Madrid, 9h du matin. Un homme est abattu d'un coup de feu en sortant d'un bar. Les autres clients du bar, n'osant sortir, restent terrés dans ce lieu et imaginent le pire : est-ce un tireur isolé ? Pourquoi la police n'intervient pas ? Se passe-t-il quelque chose de pire ? Forcément à force de rester enfermés ensemble, tous ces personnages hétéroclites (une jeune femme, un SDF, un hipster, un homme d'affaires, un ancien flic, un serveur...) finissent par devenir nerveux et lorsque la situation tourne vers une question de vie ou de mort, le pire de l'humanité s'exprime... Cinéaste amateur d'humour noir, amoureux du genre et très cynique, Alex de la Iglesia signe avec "Pris au piège" un film frappant où, à travers un huis-clos divisé en trois étapes, il montre son talent de metteur en scène. Sorti en VOD, "Pris au piège" est pourtant un pur film de cinéma où le cinéaste use de son sens du cadre (avec contre-plongées, mouvements de caméra, cadrages précis) pour nous immerger dans une ambiance qui se dégrade, révélant ce qu'il y a de pire en l'être humain.
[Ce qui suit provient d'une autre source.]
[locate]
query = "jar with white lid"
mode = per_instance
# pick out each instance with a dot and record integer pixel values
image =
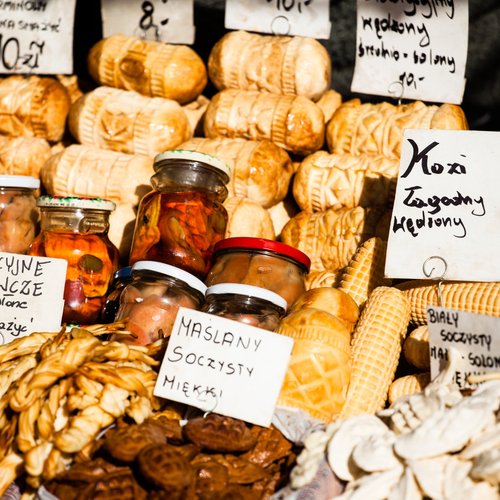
(181, 220)
(260, 262)
(18, 212)
(149, 304)
(248, 304)
(76, 229)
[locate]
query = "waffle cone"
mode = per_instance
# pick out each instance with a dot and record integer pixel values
(319, 370)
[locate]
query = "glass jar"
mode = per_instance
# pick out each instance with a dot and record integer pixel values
(150, 303)
(245, 303)
(181, 220)
(121, 278)
(260, 262)
(18, 212)
(76, 229)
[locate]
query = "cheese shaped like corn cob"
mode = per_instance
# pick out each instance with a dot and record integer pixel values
(410, 384)
(294, 123)
(128, 122)
(376, 346)
(378, 128)
(469, 296)
(260, 170)
(416, 348)
(153, 69)
(326, 180)
(270, 63)
(330, 238)
(23, 155)
(365, 271)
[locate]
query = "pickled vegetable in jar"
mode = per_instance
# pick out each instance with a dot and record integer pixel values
(121, 279)
(149, 304)
(18, 212)
(181, 220)
(260, 262)
(76, 229)
(248, 304)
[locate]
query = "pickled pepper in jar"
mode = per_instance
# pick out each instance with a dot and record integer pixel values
(76, 229)
(180, 221)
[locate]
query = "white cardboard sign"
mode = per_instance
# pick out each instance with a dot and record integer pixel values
(411, 50)
(309, 18)
(169, 21)
(37, 36)
(475, 336)
(31, 295)
(224, 366)
(445, 220)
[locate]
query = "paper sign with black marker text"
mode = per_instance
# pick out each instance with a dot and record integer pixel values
(475, 336)
(169, 21)
(445, 220)
(309, 18)
(37, 36)
(31, 295)
(412, 50)
(224, 366)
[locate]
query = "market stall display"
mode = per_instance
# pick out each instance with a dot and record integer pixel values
(268, 204)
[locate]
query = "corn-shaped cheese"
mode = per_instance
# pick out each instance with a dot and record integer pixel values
(410, 384)
(476, 297)
(294, 123)
(23, 155)
(378, 128)
(128, 122)
(416, 348)
(88, 171)
(260, 170)
(330, 238)
(154, 69)
(376, 346)
(269, 63)
(33, 107)
(365, 271)
(326, 180)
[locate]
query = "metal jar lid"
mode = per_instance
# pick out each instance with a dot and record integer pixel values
(76, 202)
(196, 156)
(247, 291)
(172, 271)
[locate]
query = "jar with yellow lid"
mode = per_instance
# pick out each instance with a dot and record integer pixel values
(76, 229)
(181, 220)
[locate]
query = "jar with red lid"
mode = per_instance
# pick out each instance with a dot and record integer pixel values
(149, 304)
(181, 220)
(76, 229)
(248, 304)
(18, 212)
(260, 262)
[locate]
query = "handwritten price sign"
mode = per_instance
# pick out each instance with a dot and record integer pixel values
(280, 17)
(446, 208)
(411, 50)
(162, 20)
(37, 37)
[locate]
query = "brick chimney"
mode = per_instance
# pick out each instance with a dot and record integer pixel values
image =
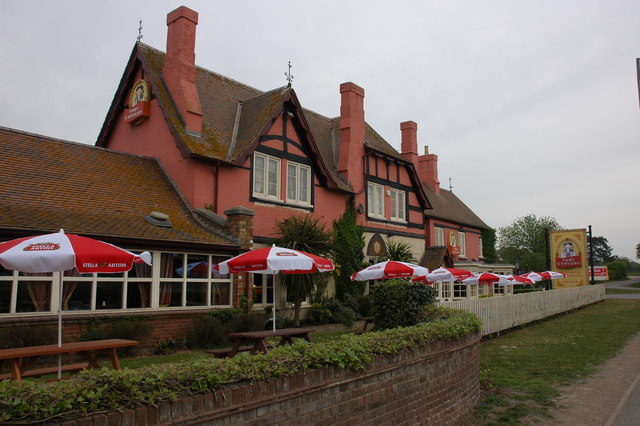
(409, 144)
(180, 65)
(428, 169)
(352, 131)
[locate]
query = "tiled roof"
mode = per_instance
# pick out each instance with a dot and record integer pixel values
(220, 97)
(447, 206)
(48, 184)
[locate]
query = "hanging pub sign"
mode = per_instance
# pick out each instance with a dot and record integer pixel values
(568, 255)
(138, 110)
(454, 250)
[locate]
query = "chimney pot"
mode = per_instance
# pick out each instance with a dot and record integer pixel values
(352, 134)
(180, 67)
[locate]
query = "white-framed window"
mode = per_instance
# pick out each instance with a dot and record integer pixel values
(266, 176)
(398, 209)
(439, 236)
(262, 289)
(182, 280)
(462, 243)
(375, 197)
(298, 183)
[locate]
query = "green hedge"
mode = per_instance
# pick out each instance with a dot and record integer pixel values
(94, 391)
(399, 303)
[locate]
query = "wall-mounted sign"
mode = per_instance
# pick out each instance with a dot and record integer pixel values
(600, 273)
(138, 110)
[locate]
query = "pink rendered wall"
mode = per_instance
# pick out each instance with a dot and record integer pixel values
(235, 189)
(378, 167)
(472, 237)
(153, 139)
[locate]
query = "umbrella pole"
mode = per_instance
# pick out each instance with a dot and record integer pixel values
(60, 326)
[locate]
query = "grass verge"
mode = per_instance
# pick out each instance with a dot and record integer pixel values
(522, 370)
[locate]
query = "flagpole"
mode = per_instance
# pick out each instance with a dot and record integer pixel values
(60, 325)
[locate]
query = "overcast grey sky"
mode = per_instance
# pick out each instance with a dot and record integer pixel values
(531, 106)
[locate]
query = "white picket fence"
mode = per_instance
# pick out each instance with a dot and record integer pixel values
(503, 312)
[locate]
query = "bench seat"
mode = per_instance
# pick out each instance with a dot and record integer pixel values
(224, 352)
(37, 372)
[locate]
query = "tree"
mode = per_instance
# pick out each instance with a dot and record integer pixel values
(348, 252)
(524, 242)
(304, 233)
(397, 250)
(601, 250)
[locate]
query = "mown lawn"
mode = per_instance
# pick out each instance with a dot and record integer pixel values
(521, 370)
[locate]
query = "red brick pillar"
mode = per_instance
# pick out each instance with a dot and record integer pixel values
(240, 226)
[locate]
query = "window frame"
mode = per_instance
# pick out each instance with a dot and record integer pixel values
(398, 198)
(439, 236)
(462, 243)
(307, 184)
(265, 176)
(375, 200)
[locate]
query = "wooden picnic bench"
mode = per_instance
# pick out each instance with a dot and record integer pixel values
(21, 358)
(259, 339)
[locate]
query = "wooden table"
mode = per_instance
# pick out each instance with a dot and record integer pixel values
(21, 358)
(259, 338)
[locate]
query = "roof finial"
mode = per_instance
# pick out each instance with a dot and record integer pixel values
(289, 76)
(140, 30)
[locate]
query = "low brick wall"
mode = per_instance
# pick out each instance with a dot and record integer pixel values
(435, 384)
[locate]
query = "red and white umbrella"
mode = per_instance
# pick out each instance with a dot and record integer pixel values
(389, 269)
(517, 279)
(533, 276)
(271, 260)
(61, 252)
(487, 278)
(444, 274)
(552, 275)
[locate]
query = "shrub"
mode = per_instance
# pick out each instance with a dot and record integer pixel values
(320, 314)
(399, 303)
(344, 315)
(365, 306)
(617, 270)
(93, 391)
(331, 310)
(169, 346)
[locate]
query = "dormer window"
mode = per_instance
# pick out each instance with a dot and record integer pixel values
(375, 200)
(298, 183)
(398, 202)
(266, 176)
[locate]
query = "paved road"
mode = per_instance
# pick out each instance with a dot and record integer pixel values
(625, 285)
(627, 411)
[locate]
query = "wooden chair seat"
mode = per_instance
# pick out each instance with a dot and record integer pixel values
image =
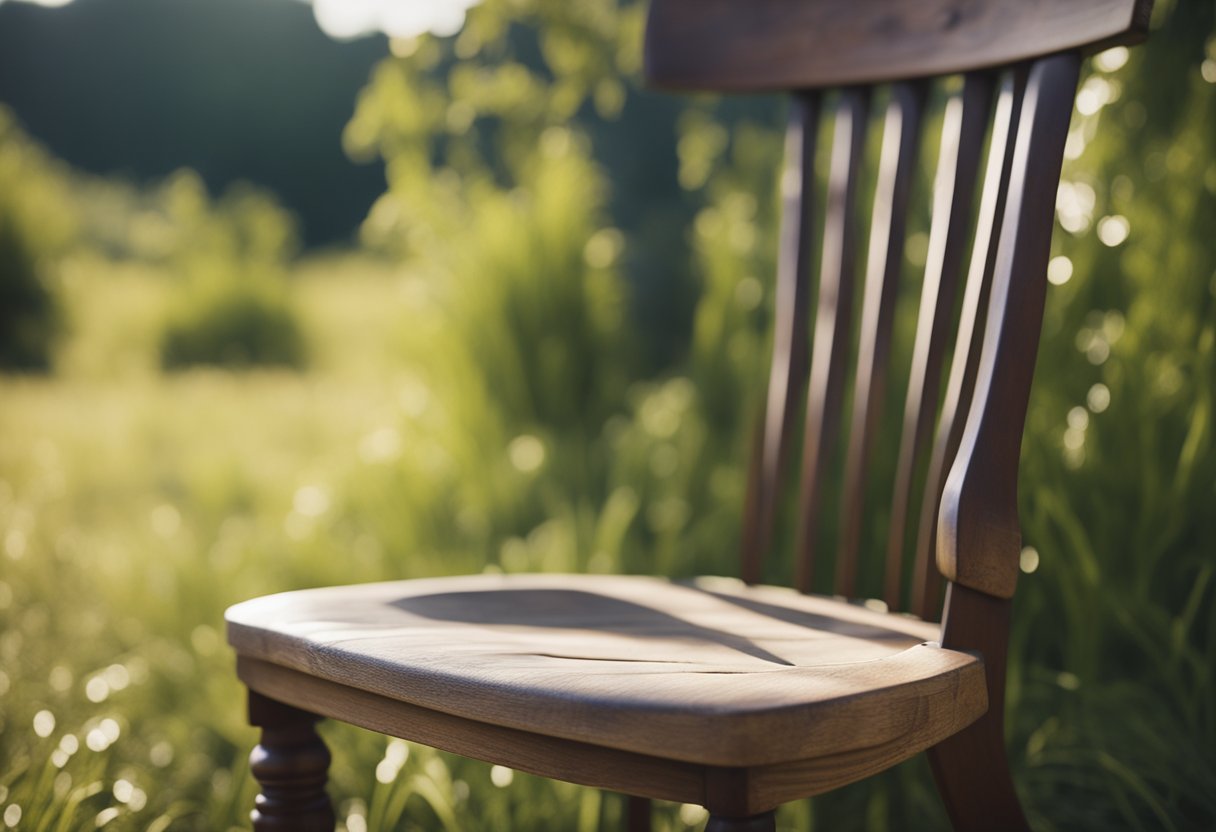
(709, 672)
(725, 693)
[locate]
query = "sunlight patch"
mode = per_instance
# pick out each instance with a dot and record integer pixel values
(344, 20)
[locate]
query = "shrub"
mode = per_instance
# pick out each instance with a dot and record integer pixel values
(28, 316)
(234, 321)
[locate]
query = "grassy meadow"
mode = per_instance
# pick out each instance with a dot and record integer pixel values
(195, 411)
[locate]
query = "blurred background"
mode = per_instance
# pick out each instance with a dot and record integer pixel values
(296, 294)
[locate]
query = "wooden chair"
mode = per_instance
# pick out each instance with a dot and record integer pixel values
(725, 693)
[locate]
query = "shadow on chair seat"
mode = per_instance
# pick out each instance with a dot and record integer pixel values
(710, 673)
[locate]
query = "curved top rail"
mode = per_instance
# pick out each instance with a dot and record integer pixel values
(752, 45)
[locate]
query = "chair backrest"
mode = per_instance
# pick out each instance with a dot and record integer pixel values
(1019, 61)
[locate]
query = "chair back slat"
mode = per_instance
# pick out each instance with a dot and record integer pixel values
(979, 539)
(833, 318)
(963, 130)
(787, 376)
(964, 363)
(784, 44)
(951, 487)
(898, 164)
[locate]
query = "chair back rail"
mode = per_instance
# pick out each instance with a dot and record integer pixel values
(732, 45)
(957, 451)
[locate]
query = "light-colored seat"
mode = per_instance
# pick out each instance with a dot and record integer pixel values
(742, 697)
(708, 672)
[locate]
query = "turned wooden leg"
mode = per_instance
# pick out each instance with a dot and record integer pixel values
(765, 822)
(970, 768)
(290, 764)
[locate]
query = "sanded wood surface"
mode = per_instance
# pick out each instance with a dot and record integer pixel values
(964, 361)
(728, 790)
(833, 321)
(710, 672)
(791, 44)
(962, 144)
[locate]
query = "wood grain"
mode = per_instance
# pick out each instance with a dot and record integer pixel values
(710, 672)
(733, 791)
(964, 361)
(787, 376)
(963, 130)
(979, 538)
(748, 45)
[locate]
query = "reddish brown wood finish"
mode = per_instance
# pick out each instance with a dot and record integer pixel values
(748, 45)
(970, 768)
(901, 142)
(925, 578)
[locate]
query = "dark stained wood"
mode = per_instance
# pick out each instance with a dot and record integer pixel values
(748, 45)
(788, 374)
(727, 791)
(833, 316)
(711, 672)
(291, 765)
(901, 144)
(925, 578)
(970, 768)
(979, 539)
(637, 814)
(765, 822)
(725, 693)
(962, 145)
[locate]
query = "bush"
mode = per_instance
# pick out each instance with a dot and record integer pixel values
(235, 322)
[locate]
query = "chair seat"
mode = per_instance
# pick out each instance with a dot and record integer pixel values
(709, 672)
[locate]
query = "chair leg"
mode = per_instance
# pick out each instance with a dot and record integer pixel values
(970, 768)
(290, 765)
(764, 822)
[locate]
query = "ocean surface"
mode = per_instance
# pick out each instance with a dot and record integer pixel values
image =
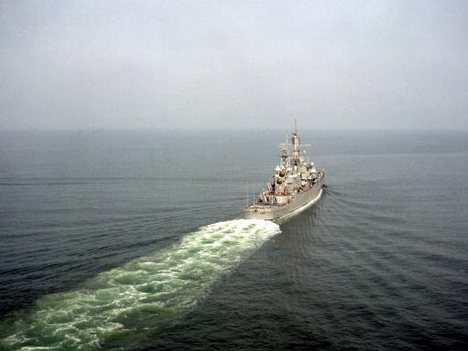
(132, 240)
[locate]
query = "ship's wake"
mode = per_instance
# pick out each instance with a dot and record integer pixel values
(120, 306)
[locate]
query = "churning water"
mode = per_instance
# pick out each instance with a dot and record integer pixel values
(129, 241)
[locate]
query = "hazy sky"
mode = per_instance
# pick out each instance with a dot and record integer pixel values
(234, 64)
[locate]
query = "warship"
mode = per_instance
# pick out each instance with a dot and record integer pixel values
(296, 184)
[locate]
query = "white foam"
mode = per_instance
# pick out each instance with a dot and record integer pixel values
(151, 290)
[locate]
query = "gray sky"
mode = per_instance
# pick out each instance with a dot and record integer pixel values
(234, 64)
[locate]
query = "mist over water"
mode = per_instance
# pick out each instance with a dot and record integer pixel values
(95, 252)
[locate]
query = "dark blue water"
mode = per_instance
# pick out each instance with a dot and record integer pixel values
(130, 240)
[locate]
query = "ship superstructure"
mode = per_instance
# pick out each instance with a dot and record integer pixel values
(296, 184)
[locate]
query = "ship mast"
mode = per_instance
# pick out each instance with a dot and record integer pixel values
(295, 141)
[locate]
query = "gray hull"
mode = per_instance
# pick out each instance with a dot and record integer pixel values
(300, 202)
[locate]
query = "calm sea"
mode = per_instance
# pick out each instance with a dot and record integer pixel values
(132, 240)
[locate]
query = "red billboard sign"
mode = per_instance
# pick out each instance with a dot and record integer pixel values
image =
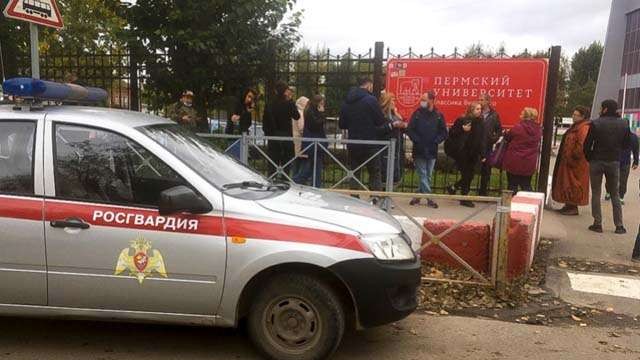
(512, 84)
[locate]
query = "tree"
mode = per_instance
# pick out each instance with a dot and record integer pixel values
(585, 66)
(90, 26)
(215, 48)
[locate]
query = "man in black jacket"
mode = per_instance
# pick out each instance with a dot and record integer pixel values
(277, 122)
(362, 117)
(607, 138)
(492, 132)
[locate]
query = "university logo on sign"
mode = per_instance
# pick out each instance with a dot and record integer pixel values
(41, 12)
(409, 91)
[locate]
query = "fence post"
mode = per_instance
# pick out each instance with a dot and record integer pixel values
(503, 223)
(391, 152)
(134, 86)
(378, 60)
(550, 105)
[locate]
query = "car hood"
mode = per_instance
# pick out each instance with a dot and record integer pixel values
(333, 208)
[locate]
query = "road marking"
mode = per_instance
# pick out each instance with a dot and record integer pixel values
(605, 285)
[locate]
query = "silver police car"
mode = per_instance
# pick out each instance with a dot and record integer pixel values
(118, 215)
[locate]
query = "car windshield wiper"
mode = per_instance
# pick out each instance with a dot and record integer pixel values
(279, 186)
(244, 185)
(256, 185)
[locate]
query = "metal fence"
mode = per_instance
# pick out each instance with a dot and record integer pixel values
(332, 75)
(339, 169)
(128, 83)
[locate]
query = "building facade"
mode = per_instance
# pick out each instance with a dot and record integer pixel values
(620, 68)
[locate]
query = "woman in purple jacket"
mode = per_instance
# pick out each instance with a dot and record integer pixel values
(521, 159)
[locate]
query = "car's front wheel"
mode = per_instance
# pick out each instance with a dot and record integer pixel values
(296, 317)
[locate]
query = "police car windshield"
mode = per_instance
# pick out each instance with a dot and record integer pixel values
(201, 156)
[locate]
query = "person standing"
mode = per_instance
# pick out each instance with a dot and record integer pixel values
(492, 132)
(521, 159)
(635, 256)
(362, 117)
(631, 150)
(277, 122)
(606, 139)
(466, 146)
(313, 128)
(240, 120)
(297, 129)
(391, 114)
(571, 174)
(427, 129)
(182, 112)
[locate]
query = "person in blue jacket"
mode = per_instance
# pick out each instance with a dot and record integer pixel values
(362, 117)
(427, 129)
(631, 150)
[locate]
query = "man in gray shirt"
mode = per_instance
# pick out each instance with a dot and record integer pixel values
(607, 137)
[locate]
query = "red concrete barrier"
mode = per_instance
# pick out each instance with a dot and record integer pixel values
(471, 241)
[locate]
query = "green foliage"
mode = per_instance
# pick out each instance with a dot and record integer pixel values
(89, 26)
(216, 48)
(585, 66)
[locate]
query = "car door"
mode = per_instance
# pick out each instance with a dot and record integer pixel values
(22, 249)
(107, 246)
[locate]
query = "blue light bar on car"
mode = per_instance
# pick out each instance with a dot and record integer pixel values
(49, 90)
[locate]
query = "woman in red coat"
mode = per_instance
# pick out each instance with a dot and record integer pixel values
(521, 158)
(571, 174)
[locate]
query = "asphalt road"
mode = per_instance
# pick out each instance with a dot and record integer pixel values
(418, 337)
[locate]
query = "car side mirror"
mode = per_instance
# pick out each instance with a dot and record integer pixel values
(182, 199)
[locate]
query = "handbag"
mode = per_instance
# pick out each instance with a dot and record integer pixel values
(496, 157)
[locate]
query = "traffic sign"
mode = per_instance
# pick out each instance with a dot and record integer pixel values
(41, 12)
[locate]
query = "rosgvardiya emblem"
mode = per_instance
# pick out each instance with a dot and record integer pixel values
(140, 261)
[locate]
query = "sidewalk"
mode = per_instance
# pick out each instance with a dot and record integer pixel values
(573, 239)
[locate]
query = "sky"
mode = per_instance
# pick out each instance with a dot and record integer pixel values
(445, 24)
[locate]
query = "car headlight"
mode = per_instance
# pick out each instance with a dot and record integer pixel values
(389, 247)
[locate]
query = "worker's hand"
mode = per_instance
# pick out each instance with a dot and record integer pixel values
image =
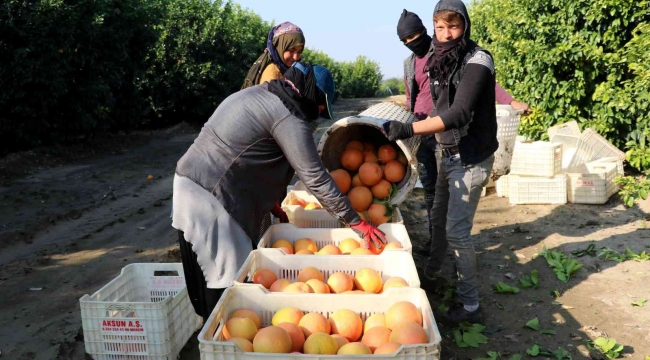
(369, 233)
(395, 130)
(520, 106)
(279, 213)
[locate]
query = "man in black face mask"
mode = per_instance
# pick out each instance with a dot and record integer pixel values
(413, 34)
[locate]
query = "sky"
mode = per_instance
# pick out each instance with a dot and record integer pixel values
(345, 29)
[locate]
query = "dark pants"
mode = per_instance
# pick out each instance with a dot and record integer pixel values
(203, 299)
(428, 176)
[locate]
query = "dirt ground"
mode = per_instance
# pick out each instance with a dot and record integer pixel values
(71, 218)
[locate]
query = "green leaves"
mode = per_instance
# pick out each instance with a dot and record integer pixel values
(503, 288)
(639, 303)
(609, 254)
(608, 347)
(533, 324)
(469, 335)
(529, 281)
(559, 354)
(631, 188)
(579, 60)
(494, 355)
(562, 266)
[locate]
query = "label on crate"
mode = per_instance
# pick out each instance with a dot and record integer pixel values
(585, 183)
(167, 282)
(115, 326)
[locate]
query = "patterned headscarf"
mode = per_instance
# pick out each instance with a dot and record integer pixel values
(280, 39)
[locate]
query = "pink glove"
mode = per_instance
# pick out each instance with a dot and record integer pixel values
(279, 213)
(370, 233)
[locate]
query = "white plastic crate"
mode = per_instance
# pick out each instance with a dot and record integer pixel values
(539, 158)
(592, 183)
(391, 264)
(508, 120)
(570, 128)
(592, 146)
(213, 347)
(613, 160)
(140, 315)
(569, 147)
(537, 190)
(317, 218)
(502, 186)
(322, 237)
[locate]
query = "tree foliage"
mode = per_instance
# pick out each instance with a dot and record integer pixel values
(584, 60)
(70, 69)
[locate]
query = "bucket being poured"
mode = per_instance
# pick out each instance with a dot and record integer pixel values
(366, 127)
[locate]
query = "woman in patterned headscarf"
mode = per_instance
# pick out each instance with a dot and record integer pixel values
(284, 46)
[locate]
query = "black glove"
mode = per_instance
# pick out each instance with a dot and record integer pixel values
(395, 130)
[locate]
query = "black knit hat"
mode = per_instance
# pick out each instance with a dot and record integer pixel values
(409, 24)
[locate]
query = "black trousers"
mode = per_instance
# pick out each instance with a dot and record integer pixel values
(203, 299)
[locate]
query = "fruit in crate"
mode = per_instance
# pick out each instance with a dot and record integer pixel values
(347, 323)
(329, 250)
(348, 245)
(393, 245)
(319, 286)
(296, 334)
(320, 344)
(378, 214)
(368, 280)
(355, 348)
(298, 287)
(378, 319)
(240, 327)
(386, 153)
(340, 282)
(388, 348)
(362, 251)
(305, 244)
(314, 322)
(376, 337)
(355, 144)
(288, 314)
(244, 313)
(272, 339)
(409, 333)
(264, 277)
(370, 157)
(381, 190)
(283, 243)
(279, 285)
(298, 201)
(304, 252)
(340, 339)
(356, 181)
(309, 273)
(244, 345)
(351, 159)
(313, 206)
(370, 174)
(394, 171)
(394, 282)
(361, 198)
(342, 179)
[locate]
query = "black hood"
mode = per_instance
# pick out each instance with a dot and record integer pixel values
(456, 6)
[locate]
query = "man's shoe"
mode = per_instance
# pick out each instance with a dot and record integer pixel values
(436, 284)
(423, 250)
(457, 315)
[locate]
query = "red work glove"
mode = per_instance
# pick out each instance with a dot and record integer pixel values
(279, 213)
(369, 233)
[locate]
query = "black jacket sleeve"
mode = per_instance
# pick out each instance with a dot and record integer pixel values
(476, 81)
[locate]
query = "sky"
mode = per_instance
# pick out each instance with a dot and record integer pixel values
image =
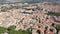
(29, 0)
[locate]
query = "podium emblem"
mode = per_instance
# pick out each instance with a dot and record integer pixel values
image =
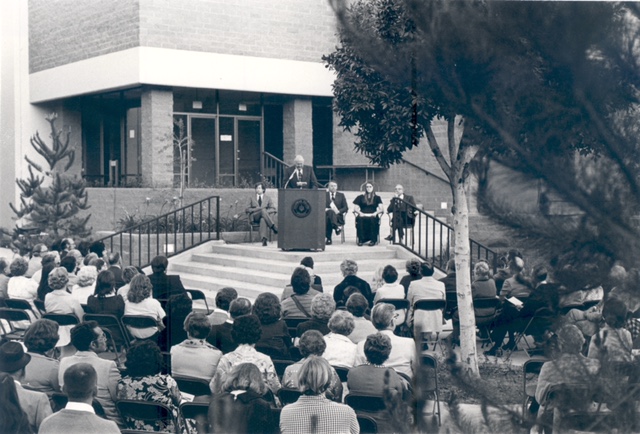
(301, 208)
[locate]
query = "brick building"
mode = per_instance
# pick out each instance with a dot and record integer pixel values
(244, 76)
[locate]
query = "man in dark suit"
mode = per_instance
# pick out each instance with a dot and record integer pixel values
(116, 269)
(262, 210)
(403, 213)
(299, 175)
(335, 210)
(164, 286)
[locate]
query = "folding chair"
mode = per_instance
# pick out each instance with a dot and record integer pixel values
(430, 305)
(485, 311)
(196, 294)
(18, 321)
(193, 386)
(429, 367)
(531, 371)
(288, 396)
(153, 413)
Non content d'utiliser les bases du huis-clos paranoïaque où forcément tout le monde se retourne contre tout le monde avec préjugés sociaux, de la Iglesia les dynamite, donnant de la profondeur à des personnages qui sont parfois lucides mais souvent odieux
en témoigne le personnage d'Israël, le SDF qui voit clair dans le jeu des autres, s'avérant plus malin mais aussi plus dangereux.
N'hésitant pas à dénoncer la cruauté de l'instinct de survie (lancée par une idée très simple mais très brillante arrivant à mi-chemin du film), il montre aussi les hommes tels qu'ils sont,
comme lors de la scène où, dans un moment critique, la belle jeune femme doit se retrouver en sous-vêtements pour passer dans un trou et que tout le monde la reluque sans vergogne (en plus c'est Blanca Suarez qui a le rôle alors vous imaginez...).
Si le dernier acte du film maintient la tension mais s'essouffle un peu en termes d'enjeux, "Pris au piège" n'en est pas moins un exercice de style réjouissant, bardé d'humour noir et de traits exagérés tout en étant désespérément lucide sur l'humanité. L'ensemble est non seulement drôle et cruel, il est également habilement mis en scène, s'avérant une belle réussite dont on ne devrait pas passer à côté.